Your games and other applications you have connected and how you use them.
Your name and contact info.
Everywhere you check in.
The duration between check ins.
Who is there with you.
How often you go.
Who you are connected to.
How often you check in with the same people.
Your name, email and bio.
Who you are connected to.
What you link to.
All the applications you sign into through twitter like Klout.
How often you tweet, when, and what days.
The topics you tweet about.
Who clicks on your links.
Who you interact with.
Who and what you mention.
They’re Not That Into You
Search engines, internet companies and social media sites don’t really care that much about who you are as an individual. They aren’t really stalking you.
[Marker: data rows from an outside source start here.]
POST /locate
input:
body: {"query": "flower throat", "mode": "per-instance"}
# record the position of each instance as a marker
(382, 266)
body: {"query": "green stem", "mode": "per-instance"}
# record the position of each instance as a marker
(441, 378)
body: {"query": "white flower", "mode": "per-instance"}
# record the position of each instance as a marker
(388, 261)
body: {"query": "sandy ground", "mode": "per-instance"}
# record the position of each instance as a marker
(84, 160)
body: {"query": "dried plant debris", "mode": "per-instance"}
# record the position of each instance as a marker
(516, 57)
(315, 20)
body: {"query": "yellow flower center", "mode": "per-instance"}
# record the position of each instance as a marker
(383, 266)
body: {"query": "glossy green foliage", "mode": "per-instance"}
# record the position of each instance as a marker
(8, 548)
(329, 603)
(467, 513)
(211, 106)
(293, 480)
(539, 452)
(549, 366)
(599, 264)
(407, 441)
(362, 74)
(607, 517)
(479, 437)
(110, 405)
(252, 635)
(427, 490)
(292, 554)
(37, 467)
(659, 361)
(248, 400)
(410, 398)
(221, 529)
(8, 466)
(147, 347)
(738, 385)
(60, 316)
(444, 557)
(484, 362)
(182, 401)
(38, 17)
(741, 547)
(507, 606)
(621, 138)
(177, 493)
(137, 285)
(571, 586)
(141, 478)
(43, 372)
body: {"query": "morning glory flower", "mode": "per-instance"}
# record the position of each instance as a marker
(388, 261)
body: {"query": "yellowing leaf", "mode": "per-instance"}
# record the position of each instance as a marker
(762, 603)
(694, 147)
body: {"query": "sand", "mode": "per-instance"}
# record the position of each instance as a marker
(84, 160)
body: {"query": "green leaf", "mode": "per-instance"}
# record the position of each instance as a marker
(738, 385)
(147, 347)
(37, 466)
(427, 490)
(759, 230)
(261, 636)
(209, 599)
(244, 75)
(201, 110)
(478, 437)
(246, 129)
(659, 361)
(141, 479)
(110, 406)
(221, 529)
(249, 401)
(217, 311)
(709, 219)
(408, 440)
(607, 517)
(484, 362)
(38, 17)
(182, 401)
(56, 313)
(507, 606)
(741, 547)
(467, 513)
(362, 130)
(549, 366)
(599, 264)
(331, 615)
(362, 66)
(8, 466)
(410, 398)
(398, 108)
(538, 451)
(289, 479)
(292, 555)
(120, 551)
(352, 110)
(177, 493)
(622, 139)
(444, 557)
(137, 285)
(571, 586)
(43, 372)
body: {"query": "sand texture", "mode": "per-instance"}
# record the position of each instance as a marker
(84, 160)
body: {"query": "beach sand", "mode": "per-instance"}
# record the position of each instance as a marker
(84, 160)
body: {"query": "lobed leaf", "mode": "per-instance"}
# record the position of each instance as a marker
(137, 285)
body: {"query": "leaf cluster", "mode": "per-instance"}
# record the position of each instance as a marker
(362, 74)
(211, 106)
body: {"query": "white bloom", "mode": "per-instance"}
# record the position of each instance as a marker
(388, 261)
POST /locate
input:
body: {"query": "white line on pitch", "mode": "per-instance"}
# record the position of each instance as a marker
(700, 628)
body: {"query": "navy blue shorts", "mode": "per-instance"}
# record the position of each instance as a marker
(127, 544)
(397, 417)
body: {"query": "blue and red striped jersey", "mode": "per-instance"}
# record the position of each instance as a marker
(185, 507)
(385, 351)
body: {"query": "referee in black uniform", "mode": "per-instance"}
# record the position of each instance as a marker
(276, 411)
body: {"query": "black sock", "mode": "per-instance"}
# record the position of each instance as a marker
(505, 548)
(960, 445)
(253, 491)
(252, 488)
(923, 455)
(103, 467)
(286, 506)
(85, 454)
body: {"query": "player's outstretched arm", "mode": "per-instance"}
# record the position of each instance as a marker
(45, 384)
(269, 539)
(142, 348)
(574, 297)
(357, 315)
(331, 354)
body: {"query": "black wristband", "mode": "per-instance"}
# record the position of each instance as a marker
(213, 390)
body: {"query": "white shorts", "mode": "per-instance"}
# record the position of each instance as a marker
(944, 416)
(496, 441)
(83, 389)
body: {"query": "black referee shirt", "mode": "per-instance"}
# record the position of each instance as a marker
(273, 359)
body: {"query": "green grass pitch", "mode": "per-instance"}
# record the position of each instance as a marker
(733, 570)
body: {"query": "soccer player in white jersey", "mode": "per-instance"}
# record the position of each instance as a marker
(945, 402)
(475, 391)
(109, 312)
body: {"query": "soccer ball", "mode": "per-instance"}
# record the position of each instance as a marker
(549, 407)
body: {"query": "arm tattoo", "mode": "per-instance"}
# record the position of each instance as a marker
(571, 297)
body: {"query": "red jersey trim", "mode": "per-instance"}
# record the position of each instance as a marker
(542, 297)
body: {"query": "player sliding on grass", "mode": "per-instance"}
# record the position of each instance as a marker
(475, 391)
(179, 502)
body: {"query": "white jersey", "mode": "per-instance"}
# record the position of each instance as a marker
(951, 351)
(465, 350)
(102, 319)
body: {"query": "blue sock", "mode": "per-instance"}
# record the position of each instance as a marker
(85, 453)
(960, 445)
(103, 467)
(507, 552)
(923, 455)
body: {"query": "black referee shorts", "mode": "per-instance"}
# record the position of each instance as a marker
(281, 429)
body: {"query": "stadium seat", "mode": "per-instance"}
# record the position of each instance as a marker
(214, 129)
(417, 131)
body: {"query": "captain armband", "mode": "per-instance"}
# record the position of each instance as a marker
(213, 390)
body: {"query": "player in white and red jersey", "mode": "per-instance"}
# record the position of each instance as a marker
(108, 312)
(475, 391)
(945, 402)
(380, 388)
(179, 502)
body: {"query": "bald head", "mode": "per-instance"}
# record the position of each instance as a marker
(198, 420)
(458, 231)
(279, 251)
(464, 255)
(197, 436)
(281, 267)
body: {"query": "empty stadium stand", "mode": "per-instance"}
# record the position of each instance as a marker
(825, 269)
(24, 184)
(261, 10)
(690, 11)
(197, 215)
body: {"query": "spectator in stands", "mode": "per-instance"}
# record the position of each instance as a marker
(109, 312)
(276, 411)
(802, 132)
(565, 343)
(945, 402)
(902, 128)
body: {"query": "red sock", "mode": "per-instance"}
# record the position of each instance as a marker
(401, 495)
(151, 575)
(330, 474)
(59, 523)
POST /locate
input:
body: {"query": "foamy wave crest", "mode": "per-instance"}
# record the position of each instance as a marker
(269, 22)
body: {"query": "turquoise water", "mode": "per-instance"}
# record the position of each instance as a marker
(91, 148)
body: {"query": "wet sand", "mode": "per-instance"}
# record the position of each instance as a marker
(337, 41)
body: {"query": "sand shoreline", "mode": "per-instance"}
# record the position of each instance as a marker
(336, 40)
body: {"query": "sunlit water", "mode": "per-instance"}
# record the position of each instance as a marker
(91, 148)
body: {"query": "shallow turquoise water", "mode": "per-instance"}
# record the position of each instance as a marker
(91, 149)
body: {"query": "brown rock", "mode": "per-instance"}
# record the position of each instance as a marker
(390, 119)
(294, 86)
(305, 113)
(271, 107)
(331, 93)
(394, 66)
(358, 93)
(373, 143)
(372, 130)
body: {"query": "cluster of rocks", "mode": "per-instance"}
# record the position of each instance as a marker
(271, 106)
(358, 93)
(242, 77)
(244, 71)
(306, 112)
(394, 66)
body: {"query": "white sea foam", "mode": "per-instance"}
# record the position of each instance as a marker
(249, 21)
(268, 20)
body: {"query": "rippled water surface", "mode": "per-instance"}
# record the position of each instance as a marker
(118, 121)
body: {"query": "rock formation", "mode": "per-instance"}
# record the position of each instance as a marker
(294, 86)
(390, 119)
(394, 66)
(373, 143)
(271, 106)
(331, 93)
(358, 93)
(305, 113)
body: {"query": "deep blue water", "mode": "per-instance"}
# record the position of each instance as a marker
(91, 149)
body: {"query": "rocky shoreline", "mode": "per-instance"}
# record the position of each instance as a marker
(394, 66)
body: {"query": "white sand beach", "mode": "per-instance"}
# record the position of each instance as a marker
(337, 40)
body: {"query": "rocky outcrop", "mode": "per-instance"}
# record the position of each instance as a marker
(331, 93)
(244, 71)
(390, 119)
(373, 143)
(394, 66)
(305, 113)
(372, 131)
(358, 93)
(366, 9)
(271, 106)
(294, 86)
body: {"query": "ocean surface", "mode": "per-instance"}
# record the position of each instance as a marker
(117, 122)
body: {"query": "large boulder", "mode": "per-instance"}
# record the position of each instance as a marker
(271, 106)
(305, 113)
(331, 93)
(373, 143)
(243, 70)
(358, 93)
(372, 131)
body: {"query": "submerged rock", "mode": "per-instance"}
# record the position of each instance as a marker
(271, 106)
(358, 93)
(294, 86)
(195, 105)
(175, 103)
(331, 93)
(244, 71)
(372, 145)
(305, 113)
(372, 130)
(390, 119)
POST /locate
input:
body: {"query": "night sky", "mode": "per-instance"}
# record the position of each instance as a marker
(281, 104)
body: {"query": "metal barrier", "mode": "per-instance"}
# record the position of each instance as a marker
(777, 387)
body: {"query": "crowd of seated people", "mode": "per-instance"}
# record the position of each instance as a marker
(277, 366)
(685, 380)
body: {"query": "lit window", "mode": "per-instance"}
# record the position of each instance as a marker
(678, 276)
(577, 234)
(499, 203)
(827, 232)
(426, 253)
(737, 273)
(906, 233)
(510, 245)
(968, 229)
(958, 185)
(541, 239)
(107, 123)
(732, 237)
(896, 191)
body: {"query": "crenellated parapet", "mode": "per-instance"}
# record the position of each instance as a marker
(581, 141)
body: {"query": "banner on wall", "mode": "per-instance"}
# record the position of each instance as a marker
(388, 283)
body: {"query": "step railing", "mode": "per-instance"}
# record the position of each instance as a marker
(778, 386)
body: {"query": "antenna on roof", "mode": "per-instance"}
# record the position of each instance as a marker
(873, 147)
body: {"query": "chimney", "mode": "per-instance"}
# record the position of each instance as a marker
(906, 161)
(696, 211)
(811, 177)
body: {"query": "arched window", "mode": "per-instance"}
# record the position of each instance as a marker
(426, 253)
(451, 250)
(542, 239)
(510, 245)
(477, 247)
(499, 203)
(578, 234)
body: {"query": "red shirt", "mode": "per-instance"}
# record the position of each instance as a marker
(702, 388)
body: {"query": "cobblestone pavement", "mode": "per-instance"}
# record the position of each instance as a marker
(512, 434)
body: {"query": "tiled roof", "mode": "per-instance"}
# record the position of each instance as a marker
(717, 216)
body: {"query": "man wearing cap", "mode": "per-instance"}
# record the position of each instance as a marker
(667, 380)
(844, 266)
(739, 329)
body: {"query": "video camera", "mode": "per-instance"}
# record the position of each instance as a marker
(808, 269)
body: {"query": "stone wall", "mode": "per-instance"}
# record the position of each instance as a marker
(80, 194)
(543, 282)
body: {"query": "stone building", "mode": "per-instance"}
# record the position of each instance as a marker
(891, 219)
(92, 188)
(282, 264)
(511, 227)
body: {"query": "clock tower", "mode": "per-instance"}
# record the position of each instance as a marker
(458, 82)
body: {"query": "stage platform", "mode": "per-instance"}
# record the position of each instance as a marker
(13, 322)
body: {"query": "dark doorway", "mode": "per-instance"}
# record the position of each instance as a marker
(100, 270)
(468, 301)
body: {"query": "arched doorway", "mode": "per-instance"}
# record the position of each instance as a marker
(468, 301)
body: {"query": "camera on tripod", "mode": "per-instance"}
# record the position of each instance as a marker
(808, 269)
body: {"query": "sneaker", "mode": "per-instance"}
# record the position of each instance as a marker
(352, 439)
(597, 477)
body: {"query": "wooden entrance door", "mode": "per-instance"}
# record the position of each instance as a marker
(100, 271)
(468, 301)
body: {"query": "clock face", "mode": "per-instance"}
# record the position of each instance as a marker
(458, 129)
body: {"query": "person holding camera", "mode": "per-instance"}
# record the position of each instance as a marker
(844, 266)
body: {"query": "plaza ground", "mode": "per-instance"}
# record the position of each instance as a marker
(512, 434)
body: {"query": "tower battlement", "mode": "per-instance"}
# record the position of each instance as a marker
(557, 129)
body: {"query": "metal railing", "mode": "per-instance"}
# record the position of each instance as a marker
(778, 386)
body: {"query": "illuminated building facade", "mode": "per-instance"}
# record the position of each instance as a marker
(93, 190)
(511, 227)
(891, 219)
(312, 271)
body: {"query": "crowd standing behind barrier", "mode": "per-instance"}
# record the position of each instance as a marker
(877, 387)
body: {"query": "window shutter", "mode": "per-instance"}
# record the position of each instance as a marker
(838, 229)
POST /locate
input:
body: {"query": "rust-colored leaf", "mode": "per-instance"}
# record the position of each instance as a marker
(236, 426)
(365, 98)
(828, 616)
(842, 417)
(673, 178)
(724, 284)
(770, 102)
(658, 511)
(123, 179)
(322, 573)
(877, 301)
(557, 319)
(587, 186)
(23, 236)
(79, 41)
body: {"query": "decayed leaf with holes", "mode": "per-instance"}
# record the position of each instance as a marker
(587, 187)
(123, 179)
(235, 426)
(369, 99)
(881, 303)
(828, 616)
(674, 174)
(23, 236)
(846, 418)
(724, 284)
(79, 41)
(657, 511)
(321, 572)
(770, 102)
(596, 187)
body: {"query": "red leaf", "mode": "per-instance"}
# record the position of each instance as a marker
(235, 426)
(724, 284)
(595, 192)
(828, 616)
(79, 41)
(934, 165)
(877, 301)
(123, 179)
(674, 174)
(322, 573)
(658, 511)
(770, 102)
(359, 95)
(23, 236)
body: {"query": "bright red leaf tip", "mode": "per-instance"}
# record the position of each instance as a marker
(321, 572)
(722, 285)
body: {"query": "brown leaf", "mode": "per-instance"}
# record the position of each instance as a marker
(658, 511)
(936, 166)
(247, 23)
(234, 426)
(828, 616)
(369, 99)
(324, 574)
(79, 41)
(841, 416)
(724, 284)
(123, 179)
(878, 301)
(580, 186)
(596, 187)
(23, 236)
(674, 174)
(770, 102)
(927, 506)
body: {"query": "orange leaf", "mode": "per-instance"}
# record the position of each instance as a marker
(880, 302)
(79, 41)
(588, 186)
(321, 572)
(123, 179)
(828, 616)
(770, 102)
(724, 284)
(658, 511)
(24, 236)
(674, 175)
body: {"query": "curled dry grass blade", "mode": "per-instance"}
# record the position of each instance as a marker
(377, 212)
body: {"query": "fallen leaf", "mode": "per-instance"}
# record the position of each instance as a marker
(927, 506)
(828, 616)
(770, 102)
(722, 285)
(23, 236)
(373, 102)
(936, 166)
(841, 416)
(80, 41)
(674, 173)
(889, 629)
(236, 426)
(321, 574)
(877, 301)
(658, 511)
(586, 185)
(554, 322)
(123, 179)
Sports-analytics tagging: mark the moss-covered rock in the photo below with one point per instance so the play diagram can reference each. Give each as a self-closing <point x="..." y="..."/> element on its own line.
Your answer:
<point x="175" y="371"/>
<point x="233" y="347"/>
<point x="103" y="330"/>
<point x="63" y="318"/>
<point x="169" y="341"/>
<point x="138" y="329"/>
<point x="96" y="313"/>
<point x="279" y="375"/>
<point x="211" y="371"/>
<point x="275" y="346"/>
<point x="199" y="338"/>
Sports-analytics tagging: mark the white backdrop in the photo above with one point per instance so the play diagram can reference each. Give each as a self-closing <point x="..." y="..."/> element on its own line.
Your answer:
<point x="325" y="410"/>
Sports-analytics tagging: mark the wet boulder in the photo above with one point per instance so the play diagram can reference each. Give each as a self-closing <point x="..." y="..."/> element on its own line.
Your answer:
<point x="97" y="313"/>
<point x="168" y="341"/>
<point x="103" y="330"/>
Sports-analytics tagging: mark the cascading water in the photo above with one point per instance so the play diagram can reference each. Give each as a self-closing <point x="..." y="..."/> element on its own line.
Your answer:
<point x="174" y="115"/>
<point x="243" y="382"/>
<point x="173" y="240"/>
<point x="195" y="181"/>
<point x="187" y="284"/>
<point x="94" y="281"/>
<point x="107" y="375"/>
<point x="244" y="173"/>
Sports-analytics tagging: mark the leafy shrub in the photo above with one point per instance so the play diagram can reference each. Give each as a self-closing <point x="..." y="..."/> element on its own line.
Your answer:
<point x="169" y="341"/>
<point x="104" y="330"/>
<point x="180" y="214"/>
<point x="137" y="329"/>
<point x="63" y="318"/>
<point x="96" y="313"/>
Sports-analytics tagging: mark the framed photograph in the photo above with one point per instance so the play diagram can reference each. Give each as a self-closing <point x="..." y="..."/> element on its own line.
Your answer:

Some of the data is personalized and actually connected to your name or email. Some of it is just connected to your computers IP address. You are just one of millions of accounts that they are collecting data about. The analytics department at Google doesn’t really care about who you are dating, whether you look drunk in the conference photos, or how many cats you have.
First, these companies are trying to improve their products and your user experience. By figuring out how you use their sites, they try to make it better for you. That way, you’ll continue to use it.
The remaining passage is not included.